Certificate Management and Maintenance

For clusters utilizing cert-manager, Krew provides plugins to handle the lifecycle of TLS certificates.

Manual Renewal: To mark a specific certificate for manual renewal within a namespace, users execute:

kubectl cert-manager renew --namespace cert-manager ingress-cert-staging

Validity Inspection: To verify the validity period of a certificate after renewal, users can inspect the secret:

kubectl cert-manager inspect secret --namespace cert-manager ingress-cert-staging | grep -A2 -E 'Validity period'

This allows administrators to confirm the "Not Before" and "Not After" timestamps to ensure the certificate has been rotated correctly.

Community Support and Contribution

Krew is a community-driven project. The management of the project is divided based on the nature of the issue encountered by the user.

Krew Core Issues: Problems regarding the functionality of Krew itself should be filed in the main Krew repository.
Plugin Installation Issues: Problems related to the installation or upgrading of a specific plugin should be filed in the krew-index repository.
Plugin Functional Issues: If a plugin is installed but does not behave as expected, the issue should be filed in the specific repository where the plugin's source code is hosted.

Those interested in contributing to the project are encouraged to refer to the Contributing Guidelines. All participation within the ecosystem is governed by the Kubernetes Code of Conduct.

Detailed Analysis of Krew's Operational Impact

The implementation of Krew within a DevOps pipeline fundamentally alters the operational velocity of Kubernetes administrators. By abstracting the installation of tools like rbac-tool, score, and resource-capacity, Krew eliminates the "manual binary drift" that often occurs in large teams where different engineers use different versions of utility scripts.
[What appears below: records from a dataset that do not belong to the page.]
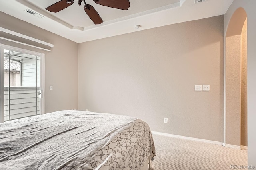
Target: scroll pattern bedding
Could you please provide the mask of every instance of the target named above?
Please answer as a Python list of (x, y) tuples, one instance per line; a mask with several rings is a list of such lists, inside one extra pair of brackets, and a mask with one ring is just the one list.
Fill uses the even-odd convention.
[(127, 116), (63, 111), (0, 124), (1, 170), (140, 170), (155, 155), (148, 125)]

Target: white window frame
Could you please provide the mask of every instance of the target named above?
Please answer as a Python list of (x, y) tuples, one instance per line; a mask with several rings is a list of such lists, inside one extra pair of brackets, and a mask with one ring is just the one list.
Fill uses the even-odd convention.
[[(44, 60), (45, 54), (0, 43), (0, 55), (1, 55), (0, 56), (0, 77), (1, 77), (0, 87), (4, 86), (4, 57), (2, 57), (2, 55), (4, 55), (5, 49), (40, 57), (40, 90), (42, 90), (41, 91), (42, 93), (40, 104), (40, 112), (41, 115), (44, 114)], [(2, 102), (4, 102), (4, 88), (0, 88), (0, 101), (1, 101), (0, 106), (2, 106), (3, 103)], [(4, 121), (4, 107), (0, 107), (0, 123), (3, 123)]]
The ability to run kubectl krew upgrade ensures that the entire team is utilizing the latest security patches and feature enhancements for their auxiliary tools.

From a security perspective, the integration of kube-score and starboard transforms the developer experience by shifting security "left." Instead of waiting for a security audit after deployment, developers can validate their manifests locally. The transition from a simple kubectl get workflow to a kubectl get-all workflow reduces the cognitive load on the operator, as they no longer need to remember every possible resource type that might be affecting their application's state.

Furthermore, the cost-analysis capabilities provided by the cost plugin bridge the gap between technical resource consumption and financial accountability. By providing the ability to query Kubecost or OpenCost via kubectl, the tool allows for immediate correlation between a spike in CPU usage (detected via ice or resource-capacity) and a spike in cloud spending. This creates a feedback loop that encourages better resource limit definition, which in turn improves the scores provided by the score plugin.

Ultimately, Krew serves as more than just a downloader; it is the orchestration layer for the Kubernetes CLI. It creates a standardized interface for a diverse set of tools, ensuring that the extensions of kubectl are as manageable and scalable as the clusters they are used to manage.